Friday, April 7

Isaiah 58

The first complete performance of Ludwig van Beethoven’s Missa Solemnis was held in St. Petersburg on this day in 1824. Beethoven considered this work to be his most accomplished composition. During the writing of this monumental work, he wrote in his notebooks: “God above all things! For it is an eternal providence which directs omnisciently the good and evil fortunes of human men…Tranquilly will I submit myself to all vicissitudes and place my safe confidence in Thine unalterable goodness. O God! Be my rock, my life, forever my trust.”
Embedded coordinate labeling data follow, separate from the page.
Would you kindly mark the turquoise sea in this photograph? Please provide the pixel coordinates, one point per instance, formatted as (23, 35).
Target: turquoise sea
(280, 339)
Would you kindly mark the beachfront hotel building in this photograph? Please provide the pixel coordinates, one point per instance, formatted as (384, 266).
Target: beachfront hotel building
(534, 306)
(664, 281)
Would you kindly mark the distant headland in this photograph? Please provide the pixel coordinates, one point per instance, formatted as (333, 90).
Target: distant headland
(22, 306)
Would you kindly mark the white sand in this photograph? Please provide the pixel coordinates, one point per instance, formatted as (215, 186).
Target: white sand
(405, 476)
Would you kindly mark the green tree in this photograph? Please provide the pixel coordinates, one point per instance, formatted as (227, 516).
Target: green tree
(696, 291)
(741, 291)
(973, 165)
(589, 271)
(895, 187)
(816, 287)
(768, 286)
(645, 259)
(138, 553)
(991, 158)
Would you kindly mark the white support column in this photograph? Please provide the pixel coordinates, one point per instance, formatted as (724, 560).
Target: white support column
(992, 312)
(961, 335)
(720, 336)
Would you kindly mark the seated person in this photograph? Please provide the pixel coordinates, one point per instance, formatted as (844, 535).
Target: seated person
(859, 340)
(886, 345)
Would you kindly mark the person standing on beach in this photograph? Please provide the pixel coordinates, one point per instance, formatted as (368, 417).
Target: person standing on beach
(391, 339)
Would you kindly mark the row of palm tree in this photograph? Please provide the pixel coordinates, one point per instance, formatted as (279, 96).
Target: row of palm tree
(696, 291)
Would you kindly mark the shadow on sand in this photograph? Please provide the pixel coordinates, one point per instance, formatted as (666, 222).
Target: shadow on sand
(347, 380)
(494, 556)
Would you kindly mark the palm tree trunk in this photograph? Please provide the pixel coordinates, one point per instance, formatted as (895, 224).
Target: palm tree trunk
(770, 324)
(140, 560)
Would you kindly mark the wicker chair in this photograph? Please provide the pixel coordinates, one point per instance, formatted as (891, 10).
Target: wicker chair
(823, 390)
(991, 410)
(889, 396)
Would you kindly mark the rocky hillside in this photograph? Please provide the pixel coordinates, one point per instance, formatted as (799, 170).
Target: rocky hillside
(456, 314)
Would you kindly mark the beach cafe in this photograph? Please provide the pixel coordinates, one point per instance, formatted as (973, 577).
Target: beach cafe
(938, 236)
Unfortunately, the Missa Solemnis is less an act of humility by a devout believer and more of a display of defiant pride by one who feels divinity within the creative process of the human spirit. It is a example of that man-centered, man-flattering religiosity so roundly condemned in Isaiah 58—brilliant, accomplished, creative, passionate, sensual, articulate, intellectual, and temporarily satisfying but nevertheless devoid of true spirituality.

1 comment:

larry white said...

I appreciate this, which does not mean that I have not spent many hours enraptured with Beethoven's music. I not long ago cited him (on Doug Wilson's blog) as one who had composed a major work of Christian devotion, in contrast to Wagner and some of his heirs. However, my recent experience of Beethoven's music, reflecting my deeper understanding of Christ, I hope, accords with your discernment.